Self-proclaimed pinko communist Bernie Sanders trashed Uber a few months ago as being “unregulated” and having all the “serious problems” that come with it.
They are, after all, an “illegitimate” taxi service that doesn’t pay all the fees that other “legitimate” taxi services have to pay. It’s not fair that ride-sharing programs like Uber and Lyft are proving themselves to be a more affordable alternative to the heavily regulated taxi industry. They’re only more affordable because they don’t have to do all the stuff that the government requires of everyone else. They should, but they “get away” with cheating the system. And as a result, taxicab unions are losing power, and the politicians that they own stand to lose. As the Daily Caller reported back in August:
Standing against companies like Uber is not too surprising for Sanders. He has made labor policy and union rights a fundamental aspect of his campaign. He has even been able to gain support from many union leaders who have been upset with Democratic frontrunner Hillary Clinton.

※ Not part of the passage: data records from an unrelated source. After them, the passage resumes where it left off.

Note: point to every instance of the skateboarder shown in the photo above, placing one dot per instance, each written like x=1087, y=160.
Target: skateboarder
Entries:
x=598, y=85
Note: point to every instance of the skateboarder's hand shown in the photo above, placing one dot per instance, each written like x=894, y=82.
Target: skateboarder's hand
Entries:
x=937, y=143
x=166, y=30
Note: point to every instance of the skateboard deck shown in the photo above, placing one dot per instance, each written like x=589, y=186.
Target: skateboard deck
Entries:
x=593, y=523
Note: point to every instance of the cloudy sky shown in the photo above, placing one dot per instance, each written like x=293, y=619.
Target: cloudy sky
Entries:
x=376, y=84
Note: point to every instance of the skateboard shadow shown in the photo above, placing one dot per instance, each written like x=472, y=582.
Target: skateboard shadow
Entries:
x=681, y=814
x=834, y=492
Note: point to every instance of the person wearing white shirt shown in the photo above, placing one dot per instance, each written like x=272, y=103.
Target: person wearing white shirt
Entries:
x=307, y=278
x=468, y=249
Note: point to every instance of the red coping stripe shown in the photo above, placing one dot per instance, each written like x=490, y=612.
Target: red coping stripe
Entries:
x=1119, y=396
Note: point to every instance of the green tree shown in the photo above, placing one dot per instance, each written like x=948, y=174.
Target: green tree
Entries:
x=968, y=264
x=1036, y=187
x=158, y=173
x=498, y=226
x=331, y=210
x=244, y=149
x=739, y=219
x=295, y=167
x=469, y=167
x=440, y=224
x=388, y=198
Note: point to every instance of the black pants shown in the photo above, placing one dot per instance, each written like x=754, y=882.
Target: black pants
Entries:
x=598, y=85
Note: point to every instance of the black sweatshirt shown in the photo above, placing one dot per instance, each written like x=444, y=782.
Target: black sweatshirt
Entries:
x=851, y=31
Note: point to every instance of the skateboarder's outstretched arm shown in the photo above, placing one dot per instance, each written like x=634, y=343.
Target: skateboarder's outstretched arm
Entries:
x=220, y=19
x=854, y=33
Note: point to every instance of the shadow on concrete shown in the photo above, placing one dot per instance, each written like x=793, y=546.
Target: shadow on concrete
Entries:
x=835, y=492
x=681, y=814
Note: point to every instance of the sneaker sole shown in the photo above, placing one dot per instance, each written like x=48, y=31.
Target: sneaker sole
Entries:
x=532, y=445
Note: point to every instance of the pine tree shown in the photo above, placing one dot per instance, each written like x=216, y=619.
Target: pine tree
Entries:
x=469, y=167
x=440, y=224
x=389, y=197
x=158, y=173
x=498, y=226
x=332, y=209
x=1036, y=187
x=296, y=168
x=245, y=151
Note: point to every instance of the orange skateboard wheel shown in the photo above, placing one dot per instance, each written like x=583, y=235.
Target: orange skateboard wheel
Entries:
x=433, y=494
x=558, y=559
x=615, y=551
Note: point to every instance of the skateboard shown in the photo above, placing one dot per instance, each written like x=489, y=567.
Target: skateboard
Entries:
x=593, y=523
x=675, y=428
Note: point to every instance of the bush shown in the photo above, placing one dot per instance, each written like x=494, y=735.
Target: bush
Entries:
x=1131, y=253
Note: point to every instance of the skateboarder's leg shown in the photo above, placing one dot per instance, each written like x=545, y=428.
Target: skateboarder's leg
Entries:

As it turns out, Sanders is only paying lip service to the union lobby. He knows that since he’s using other people’s money to run his campaign, he’s got to scrimp and cut corners when he can. If he’s got to get around a city, he’s not going to want to pay a taxicab. He’ll want to use a cheaper and faster alternative:
According to research done by National Journal, 100 percent of Sanders’ spending on taxi and ride-sharing services was spent on Uber. Among 2016 presidential contenders, that’s a distinction Sanders shares with only Bobby Jindal, Martin O’Malley, and the defunct Scott Walker and Rick Perry campaigns.
It also puts him way ahead of Hillary Clinton, who only had 41 percent of her taxi costs go to Uber. Only Clinton and Mike Huckabee spent more than half of their taxi spending on traditional taxis rather than modern ride-sharing apps.
Lindsey Graham was the least Uber-happy candidate, with only 25 percent of his taxi expenses going to the company. Graham was also the only candidate to use Uber’s rival Lyft, with the company absorbing some 31 percent of his taxi spending.
Sanders might claim to hate Uber, but he’s still an über-socialist.
Full disclosure, I’ve never used Uber. I rode in a taxicab once years ago when I was in New York for my brother’s wedding. That’s the only experience I have using any kind of taxi service, whether “legitimate” or not.
I have a cousin who hates Uber, but not for any reason having to do with its being an unfair, unregulated competitor to traditional taxicabs. He just doesn’t like how the company is run. He much prefers Lyft.
And that’s what a free market is all about. Personal preferences. I get why the taxicab industry doesn’t like companies like Uber and Lyft. Their disdain for those companies has absolutely nothing to do with wanting to provide the best service at the best price. It has everything to do with wanting to maintain their power and monopoly in the market.
But the solution shouldn’t be to stifle competition by forcing all companies under hefty government regulations, so that taxis remain at the top. The solution is to get the government out of the industry altogether. But that’s easier said than done, since there’s so much money and power, and politics at stake.